Newell Brands Inc. reported operating income in its Play segment, formerly K2’s Outdoor Solutions segment, reached $69 million in the third quarter compared to only $4 million in the prior year.

The improvement is largely due to the benefit of cost synergies and savings and the absence of the negative impact of inventory step-up related to the acquired Jarden businesses in the prior year. Normalized operating income was $78 million versus $71 million in the prior year, an increase of 9.9 percent.

Newell Brands acquired Jarden Corp. in April 2016 and has since sold off the K2, Marker, Line, Volkl and Ride Winter Sports division as well as the Zoot and Squadra run and cycling brands. The Play segment now includes Coleman, Campingaz, Marmot, Contigo and Bubba in the Outdoor & Recreation category; Abu Garcia, Berkley, Shakespeare, Penn and Ugly Stik in the Fishing category; and Rawlings in the Team Sports category.

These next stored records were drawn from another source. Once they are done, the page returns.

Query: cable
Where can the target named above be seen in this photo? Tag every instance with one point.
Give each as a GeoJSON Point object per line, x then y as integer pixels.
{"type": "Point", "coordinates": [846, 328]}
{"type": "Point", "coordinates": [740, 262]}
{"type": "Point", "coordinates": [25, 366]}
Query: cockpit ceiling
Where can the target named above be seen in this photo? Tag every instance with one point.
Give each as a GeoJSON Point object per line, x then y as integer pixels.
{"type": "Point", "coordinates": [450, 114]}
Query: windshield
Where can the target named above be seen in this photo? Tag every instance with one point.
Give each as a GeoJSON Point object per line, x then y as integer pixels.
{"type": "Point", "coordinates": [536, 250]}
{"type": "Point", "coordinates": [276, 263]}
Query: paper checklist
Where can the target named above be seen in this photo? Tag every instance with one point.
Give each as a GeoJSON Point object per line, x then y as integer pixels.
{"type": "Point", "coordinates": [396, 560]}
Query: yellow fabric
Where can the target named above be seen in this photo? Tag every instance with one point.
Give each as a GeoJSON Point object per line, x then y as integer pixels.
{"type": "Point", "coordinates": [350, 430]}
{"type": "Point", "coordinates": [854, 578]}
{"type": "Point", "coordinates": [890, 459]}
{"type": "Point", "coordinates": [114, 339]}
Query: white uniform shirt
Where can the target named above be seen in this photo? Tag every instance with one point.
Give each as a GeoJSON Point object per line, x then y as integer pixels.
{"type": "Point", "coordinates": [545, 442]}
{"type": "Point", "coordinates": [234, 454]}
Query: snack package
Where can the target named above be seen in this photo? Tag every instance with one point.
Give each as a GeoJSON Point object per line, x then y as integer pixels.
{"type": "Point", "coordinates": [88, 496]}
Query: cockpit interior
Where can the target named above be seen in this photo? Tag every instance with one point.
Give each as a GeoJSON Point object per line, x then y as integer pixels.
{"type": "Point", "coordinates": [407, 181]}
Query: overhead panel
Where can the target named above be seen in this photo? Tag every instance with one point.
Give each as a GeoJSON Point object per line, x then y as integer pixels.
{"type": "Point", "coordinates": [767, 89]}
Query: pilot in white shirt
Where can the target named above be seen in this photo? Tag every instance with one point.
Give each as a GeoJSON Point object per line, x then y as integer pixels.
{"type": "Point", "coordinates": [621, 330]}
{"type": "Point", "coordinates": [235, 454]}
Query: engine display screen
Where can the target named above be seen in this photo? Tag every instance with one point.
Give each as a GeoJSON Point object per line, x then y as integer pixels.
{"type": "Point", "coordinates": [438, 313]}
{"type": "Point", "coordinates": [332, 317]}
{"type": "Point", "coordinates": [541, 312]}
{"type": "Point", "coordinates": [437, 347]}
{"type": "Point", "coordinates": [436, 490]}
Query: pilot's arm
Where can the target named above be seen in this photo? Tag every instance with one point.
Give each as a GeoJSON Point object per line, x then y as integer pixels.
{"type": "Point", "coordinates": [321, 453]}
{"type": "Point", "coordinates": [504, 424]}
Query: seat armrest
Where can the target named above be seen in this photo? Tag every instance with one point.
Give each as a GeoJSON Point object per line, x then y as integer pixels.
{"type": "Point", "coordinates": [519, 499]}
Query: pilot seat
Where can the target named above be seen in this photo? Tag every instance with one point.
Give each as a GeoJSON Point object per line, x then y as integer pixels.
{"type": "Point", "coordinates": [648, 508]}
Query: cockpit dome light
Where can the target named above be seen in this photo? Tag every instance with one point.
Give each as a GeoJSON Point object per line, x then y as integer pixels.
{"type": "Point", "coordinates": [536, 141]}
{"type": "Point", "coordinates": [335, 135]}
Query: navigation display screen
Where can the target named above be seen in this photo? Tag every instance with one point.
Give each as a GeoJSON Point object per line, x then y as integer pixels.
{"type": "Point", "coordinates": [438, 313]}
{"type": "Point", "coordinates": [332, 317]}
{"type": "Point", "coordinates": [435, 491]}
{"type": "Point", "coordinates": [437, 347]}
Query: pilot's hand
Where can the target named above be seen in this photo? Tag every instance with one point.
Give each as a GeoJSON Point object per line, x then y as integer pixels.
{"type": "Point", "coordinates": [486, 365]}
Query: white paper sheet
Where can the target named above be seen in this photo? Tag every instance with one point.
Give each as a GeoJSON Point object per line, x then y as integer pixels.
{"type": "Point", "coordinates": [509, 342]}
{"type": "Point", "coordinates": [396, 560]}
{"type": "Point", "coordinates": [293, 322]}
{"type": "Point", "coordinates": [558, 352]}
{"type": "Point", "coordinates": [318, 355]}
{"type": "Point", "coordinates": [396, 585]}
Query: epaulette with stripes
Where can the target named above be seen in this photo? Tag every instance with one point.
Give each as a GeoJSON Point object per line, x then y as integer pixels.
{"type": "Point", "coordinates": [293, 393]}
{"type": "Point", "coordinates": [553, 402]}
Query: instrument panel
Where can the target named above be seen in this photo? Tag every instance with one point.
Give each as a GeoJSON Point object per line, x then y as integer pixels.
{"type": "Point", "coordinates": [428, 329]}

Sales in the third quarter in the Play segment rose 2.4 percent to $611 million. Core sales grew 2.3 percent, reflecting growth across all three divisions; Outdoor and Recreation, Fishing and Team Sports.

On a conference call with analysts, Michael Polk, Newell’s CEO, highlighted mid-single-digit growth from Fishing and Team Sports and noted that the Fishing, as well as its Food segment, had made “nice recoveries from the first half of the year.”

Companywide, results were below expectations as its transformation progress was offset by weak late-quarter sales related to retailer inventory rebalancing, primarily in response to decelerating U.S. market growth through the Back-to-School period.

“In the U.S., we’ve had a good market share performance. We delivered sell-out growth well above our markets with POS up 3.5 percent, yielding market share growth of 65 basis points. So our marketing activity and our work on brands, innovation and e-commerce appears to be working in our largest market,” said Polk on the call. “The disconnect is obviously that sell-out is far above sell-in, with core sales in the U.S. down 70 basis points despite 3.5 percent sell-out growth, as retailers pullback on order rates and rebalanced inventories late in the quarter. This was particularly true in those retail channels where business models have been disrupted by shifting shopping patterns between brick-and-mortar and e-commerce. The impact was most significant in categories with relatively low e-commerce channel development.”

Companywide net earnings in the quarter grew 25.7 percent to $234.4 million, or 48 cents a share. Excluding non-recurring charges, earnings grew to 86 cents a share from 78 cents, but missed Wall Street’s consensus target of 92 cents.

Revenues were down 7 percent to $3.68 billion, reflecting a 770 basis point net negative impact from acquisitions and divestitures; core sales growth was 0.4 percent.

For the current year, Newell reduced its target for EPS to a range of $2.80 to $2.85 from $3.00 to $3.20 previously. It now expects sales in the range of $14.7 billion  to $14.8 billion, down from $14.8 billion to $15.0 billion. Overall sales are expected to climb in the range of 11.3 to 11.8 percent versus 11.5 to 13.0 percent previously. Core growth is expected is the range of 1.5 to 2 percent from 2.5 to 4 percent under its former guidance.

Newell’s other larger brands include Paper Mate, Sharpie, Dymo, EXPO, Parker, Elmer’s, Jostens, Oster, Sunbeam, FoodSaver, Mr. Coffee, Graco, Baby Jogger, NUK, Calphalon, Rubbermaid, Contigo, First Alert, Waddington and Yankee Candle.